L’autre, mon frère… Ils n’ont jamais été aussi nombreux, ni aussi lointains d’ailleurs. Les infos, les films, les séries, les réseaux sociaux me font vivre chaque jours de nouvelles vies, belles, moches, ou simplement tellement ordinaires… Quel besoin ai-je de m’intéresser à mon collègue, à ce voisin ou à ce parent puisque je suis noyé sous l’abondance, oscillant entre fascination et indigestion ? Mais c’est que seul ce contact physique, ce regard, cette voix, cette présence en bref, donne vraiment le sentiment d’exister ! Que l’on se rappelle ces longs mois de confinement qui ont fini par accoucher de tant de cauchemars…

La peur ! La peur du Mal… D’autant plus que les menaces se font chaque jour plus nombreuses, plus sournoises : tu prends ta voiture ? Tu n’achètes pas bio ? Tu manges de la viande ? Tu prends l’avion ? Tu te repaîs de séries ou de films en streaming ? Tu fais des enfants ? Tu réchauffes la planète ! Bientôt, la Terre connaîtra le sort de Vénus, bien trop chaude et invivable, alors qu’il y a quelques millions d’années… C’était à coup sûr le paradis.

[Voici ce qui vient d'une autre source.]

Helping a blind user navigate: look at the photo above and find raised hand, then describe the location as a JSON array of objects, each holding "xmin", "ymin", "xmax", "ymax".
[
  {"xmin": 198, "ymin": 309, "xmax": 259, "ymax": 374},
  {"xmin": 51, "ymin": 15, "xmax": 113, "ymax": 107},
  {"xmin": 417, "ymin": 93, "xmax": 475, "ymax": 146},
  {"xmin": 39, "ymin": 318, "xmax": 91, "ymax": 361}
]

Tous coupables ! Le mal, jadis, c’était l’autre : Hitler, Staline, Mao, Poutine, Trump, et tous leurs affidés qui les suivent et les encouragent dans leurs penchants criminels ! Sans compter tous ces sombres imbéciles qui ne pensent pas comme moi et qui précipitent ce monde à sa perte. Oui, mais là… il faut se rendre à l’évidence, il me faut prendre ma part : il y a en moi du mal, aussi… Et s’il y en avait plus que je ne l’imagine ?

C’est désespérant ! Et en plus, il faudrait faire des enfants, qui vont se confronter à ce cauchemar dont on n’arrive pas à faire le tour, sans avoir la certitude que nous leur laisserons les outils pour faire face ?

La confiance…

Ferais-je encore confiance en l’avenir ? Non, si cet avenir est sans Dieu. Oui, le Mal est en nous, mais Dieu est plus grand que ce Mal, et le Christ l’a vaincu sur la croix. Nous courrons après le plaisir et le confort, et nous touchons aux limites. Il reste l’Amour, tellement plus exigeant, mais seul à même de nous combler. N’est ce pas lui d’ailleurs qui, d’ailleurs, donne son sens à la vie ? Être utile, c’est déjà aimer. Mais où l’amour trouvera-t-il à s’exercer si la vie disparaît ?

Seigneur, tu nous as confié la Vie, l’univers et toute ta Création. Mais sans Toi, nous en perdons le sens. Rends-nous le goût de nous émerveiller, donne-nous ton Esprit saint, que nous soyons renouvelés dans notre capacité à servir.